Good time for casual job hunt
YOUNG people who plan to search for part-time work to fit around study commitments in the new year should instead begin their job hunt now.
The hospitality and retail sectors - both known for flexible jobs - often hire before the busy holiday period, but coffee shops, fast-food kitchens and supermarket check-outs are not the only workplaces on offer.
As well as a need for an extra 14,100 bar attendants and baristas, 4800 fast-food cooks and 700 checkout operators and office cashiers in the next five years, Jobs department data forecasts 5400 extra delivery drivers.
Nationally, this occupation is expected to increase by 9.5 per cent between 2018 and 2023.
It includes workers with a truck license needed to deliver large volumes of products such as fresh produce, and those with a car licence to drive courier vans or utes and deliver smaller packages.
Workers who do not hold a driver's license can still work in the delivery sector, walking or riding bicycles.
Uber Eats, for example, partners with drivers and riders who deliver meals from restaurants to customers who order via a mobile phone app.
State manager Anjuli Steffen, says more than 80 per cent of its delivery partners average fewer than 20 hours' work a week, which is ideal for university students hoping to fit work around their studies.
"People can log in or out of the app when and where they choose, and are free to do deliveries with other apps," she says.
In this set-up, drivers and riders must establish themself as a sole trader who is contracted to work and therefore responsible for their own tax obligations.
However, workers can also apply for jobs directly with businesses if they prefer the more traditional employer-employee relationship.
Domino's chief executive Nick Knight says the pizza company is always looking for e-bike (electric bike) riders to deliver meals.
"It's a big challenge for us to find and recruit enough team members," he says.

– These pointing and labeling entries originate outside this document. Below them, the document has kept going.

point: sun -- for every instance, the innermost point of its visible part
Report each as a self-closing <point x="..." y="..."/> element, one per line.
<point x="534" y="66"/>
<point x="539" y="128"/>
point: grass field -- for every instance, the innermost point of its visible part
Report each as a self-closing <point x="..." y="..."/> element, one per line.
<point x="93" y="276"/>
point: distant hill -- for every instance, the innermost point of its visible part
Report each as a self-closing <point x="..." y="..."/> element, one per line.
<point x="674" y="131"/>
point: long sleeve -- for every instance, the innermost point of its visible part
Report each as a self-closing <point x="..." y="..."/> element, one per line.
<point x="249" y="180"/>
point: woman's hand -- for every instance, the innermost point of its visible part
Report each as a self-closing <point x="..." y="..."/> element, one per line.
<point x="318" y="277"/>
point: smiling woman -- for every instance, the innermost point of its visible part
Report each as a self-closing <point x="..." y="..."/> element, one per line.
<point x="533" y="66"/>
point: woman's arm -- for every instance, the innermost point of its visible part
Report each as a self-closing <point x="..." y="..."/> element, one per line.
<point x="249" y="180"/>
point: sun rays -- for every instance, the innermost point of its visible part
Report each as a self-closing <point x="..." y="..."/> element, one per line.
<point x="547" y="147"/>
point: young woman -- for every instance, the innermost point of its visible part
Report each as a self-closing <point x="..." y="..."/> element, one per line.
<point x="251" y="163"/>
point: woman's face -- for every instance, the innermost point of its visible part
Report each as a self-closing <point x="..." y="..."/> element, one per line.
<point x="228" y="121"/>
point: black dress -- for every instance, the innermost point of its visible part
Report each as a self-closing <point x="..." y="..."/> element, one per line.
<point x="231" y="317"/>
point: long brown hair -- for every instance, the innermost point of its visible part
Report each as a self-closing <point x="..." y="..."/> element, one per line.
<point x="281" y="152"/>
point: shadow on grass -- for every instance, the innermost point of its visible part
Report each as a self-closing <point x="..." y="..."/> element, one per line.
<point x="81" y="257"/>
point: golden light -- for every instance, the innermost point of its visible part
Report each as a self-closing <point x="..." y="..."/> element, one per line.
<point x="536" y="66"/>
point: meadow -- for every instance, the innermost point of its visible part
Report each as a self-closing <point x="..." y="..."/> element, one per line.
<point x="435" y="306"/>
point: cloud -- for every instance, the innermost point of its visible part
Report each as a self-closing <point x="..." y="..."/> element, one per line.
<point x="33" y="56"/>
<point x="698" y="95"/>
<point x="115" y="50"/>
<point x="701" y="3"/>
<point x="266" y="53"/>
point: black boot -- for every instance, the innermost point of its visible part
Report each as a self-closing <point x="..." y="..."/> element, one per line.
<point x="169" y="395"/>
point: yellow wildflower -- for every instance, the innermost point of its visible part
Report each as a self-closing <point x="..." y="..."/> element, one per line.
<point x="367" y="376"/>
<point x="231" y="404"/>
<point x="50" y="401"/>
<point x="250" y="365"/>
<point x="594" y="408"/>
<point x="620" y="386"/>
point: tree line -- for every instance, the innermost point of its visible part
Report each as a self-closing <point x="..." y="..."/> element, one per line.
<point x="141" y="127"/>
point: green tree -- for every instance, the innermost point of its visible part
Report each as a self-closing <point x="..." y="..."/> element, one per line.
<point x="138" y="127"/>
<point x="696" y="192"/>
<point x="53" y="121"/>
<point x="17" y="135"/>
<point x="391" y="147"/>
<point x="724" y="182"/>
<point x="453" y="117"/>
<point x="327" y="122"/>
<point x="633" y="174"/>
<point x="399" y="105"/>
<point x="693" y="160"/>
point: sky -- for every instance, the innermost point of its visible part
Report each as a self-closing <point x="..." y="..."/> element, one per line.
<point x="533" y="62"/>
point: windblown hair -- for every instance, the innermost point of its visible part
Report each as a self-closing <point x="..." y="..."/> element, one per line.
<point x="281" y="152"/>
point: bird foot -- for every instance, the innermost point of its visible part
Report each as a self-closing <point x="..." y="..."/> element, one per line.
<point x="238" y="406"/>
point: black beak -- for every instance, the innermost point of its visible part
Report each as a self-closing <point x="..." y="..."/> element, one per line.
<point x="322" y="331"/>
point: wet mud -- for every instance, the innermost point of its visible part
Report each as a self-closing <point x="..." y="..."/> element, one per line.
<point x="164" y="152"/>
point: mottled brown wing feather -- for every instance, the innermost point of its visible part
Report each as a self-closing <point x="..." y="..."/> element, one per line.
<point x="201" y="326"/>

"Anyone who holds a learner's (car) license can apply for a job as an e-bike rider so it suits people who don't have a car available to them."
Knight says riders do not need past work experience, just a good attitude.

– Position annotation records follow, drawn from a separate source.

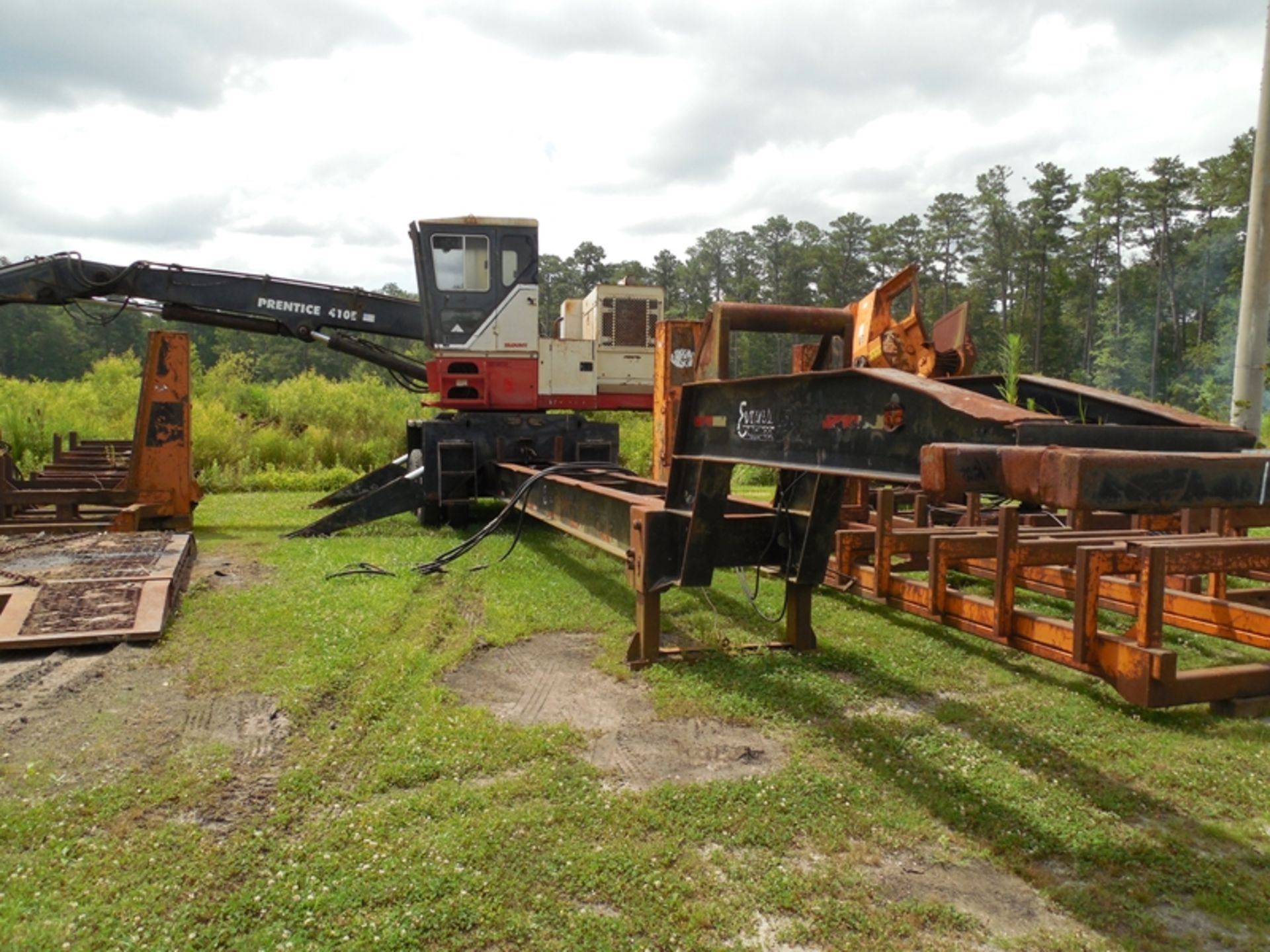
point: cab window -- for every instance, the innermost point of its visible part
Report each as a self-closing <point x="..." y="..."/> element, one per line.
<point x="461" y="262"/>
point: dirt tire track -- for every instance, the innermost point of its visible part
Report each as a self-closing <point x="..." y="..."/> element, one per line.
<point x="553" y="680"/>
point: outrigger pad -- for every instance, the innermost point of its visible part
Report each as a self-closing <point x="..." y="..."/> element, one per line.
<point x="359" y="488"/>
<point x="402" y="495"/>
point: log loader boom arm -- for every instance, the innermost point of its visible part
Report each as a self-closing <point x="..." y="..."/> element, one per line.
<point x="258" y="303"/>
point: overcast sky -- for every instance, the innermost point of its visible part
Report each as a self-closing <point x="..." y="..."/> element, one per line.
<point x="300" y="138"/>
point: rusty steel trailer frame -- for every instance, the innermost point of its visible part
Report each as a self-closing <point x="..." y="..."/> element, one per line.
<point x="146" y="483"/>
<point x="833" y="434"/>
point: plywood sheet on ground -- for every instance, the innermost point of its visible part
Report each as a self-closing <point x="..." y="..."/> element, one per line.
<point x="92" y="588"/>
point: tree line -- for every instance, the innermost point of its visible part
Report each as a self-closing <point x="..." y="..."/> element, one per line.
<point x="1127" y="280"/>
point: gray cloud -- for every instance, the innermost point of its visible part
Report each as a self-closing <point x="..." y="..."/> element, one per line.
<point x="325" y="234"/>
<point x="816" y="71"/>
<point x="185" y="221"/>
<point x="160" y="55"/>
<point x="572" y="27"/>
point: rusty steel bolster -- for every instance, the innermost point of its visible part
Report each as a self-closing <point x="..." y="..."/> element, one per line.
<point x="636" y="527"/>
<point x="794" y="319"/>
<point x="1143" y="676"/>
<point x="1070" y="477"/>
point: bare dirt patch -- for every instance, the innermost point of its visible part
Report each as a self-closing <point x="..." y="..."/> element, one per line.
<point x="766" y="936"/>
<point x="1202" y="930"/>
<point x="1006" y="905"/>
<point x="95" y="715"/>
<point x="552" y="680"/>
<point x="229" y="571"/>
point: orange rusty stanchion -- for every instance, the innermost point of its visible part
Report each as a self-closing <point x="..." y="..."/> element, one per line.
<point x="114" y="485"/>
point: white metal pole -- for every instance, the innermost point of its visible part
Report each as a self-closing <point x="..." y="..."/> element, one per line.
<point x="1250" y="350"/>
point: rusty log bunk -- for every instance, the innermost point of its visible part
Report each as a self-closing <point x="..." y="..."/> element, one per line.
<point x="1114" y="504"/>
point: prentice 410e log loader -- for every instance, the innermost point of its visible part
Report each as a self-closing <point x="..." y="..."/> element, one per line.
<point x="493" y="375"/>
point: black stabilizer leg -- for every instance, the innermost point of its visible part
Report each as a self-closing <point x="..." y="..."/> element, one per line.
<point x="359" y="488"/>
<point x="402" y="495"/>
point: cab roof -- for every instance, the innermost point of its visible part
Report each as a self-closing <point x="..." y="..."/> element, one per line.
<point x="484" y="221"/>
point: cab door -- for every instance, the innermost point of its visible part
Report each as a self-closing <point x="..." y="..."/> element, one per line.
<point x="466" y="270"/>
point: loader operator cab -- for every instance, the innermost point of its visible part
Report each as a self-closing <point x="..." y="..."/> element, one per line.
<point x="472" y="270"/>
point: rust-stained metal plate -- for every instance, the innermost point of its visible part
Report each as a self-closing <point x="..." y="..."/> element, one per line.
<point x="91" y="588"/>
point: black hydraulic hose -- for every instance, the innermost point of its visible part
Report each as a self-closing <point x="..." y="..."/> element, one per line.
<point x="521" y="498"/>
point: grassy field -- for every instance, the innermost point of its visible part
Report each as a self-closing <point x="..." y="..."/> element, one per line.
<point x="396" y="816"/>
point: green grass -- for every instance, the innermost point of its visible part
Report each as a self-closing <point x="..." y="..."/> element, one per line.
<point x="379" y="836"/>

He says there are also opportunities for people to start in a delivery role and work their way up company ranks.
Domino's e-bike rider Levi Johns enjoys the flexibility of his job as it allows him time to train as a professional cyclist.
He says the job was more appealing than working behind a checkout or in a kitchen because he could spend his days being active outside.
"It's definitely a fun job," he says.
"It's not just monotonously doing the same thing all the time.
"You are doing deliveries but also you learn to serve customers and take orders and learn to handle cash and think quickly - all things that come in handy in the hospitality business."